Shares of India’s two leading private sector steel makers hit life-time highs
Shares of India’s two leading private sector steel makers hit life-time highs on Thursday on the back of a relentless rally in international prices leading to unprecedented margins.
Stocks of Tata Steel and JSW Steel were up 6.55 per cent and 9.59 per cent, respectively, on the NSE even as broader indices Nifty 50 inched up marginally by 0.2 per cent during a choppy trading session.
The TSL and JSW scrips closed at Rs 1,035 and Rs 726.20 — levels never seen by investors before.
While the stocks were touching fresh highs in recent weeks, Thursday’s breakout rally appeared to have been triggered by China, the world’s largest producer and consumer of steel.
On April 28, China announced a decision to withdraw export rebates on major finished steel products and cut import duty on various semi-finished, crude and scrap steel. The changes will come into effect from May 1. The rebate will now only apply to 28 per cent of China’s steel export compared with 98 per cent previously.
Steel stocks surged after the development and the brokerages suggested that leading players such as Tata and JSW would benefit from the move. JP Morgan also noted that SAIL would benefit because of the integrated nature (captive iron ore mine) of the business.
JP Morgan and Kotak Institutional Securities said there is potential for hot rolled coil prices to increase by Rs 6,000-7,000 a tonne during May-June.
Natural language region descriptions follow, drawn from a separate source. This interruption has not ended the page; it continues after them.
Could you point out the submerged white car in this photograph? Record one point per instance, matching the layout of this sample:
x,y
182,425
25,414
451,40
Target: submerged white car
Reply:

However, Credit Suisse argued that much of the uptick from Chinese tax rejig, anticipated over the last two months, are already priced in.
According to India Ratings, a Fitch company, HRC prices stood at Rs 63,400 (ex-Mumbai), up by 17 per cent month-on-month and 66 per cent year-on-year. The agency noted that HRC (flat steel) spreads stood at Rs 47,000 a tonne, while rebar (long steel) spread stood at 36,000 a tonne.
However, the risk to the momentum could well be the second wave of Covid which may slow down domestic consumption. But if the export market continues to be strong, large integrated players may not face strong headwinds.
Moreover, shortage of industrial oxygen in the wake of the pandemic is curtailing production of secondary producers. This may help larger players to gain more market share in the short to medium term.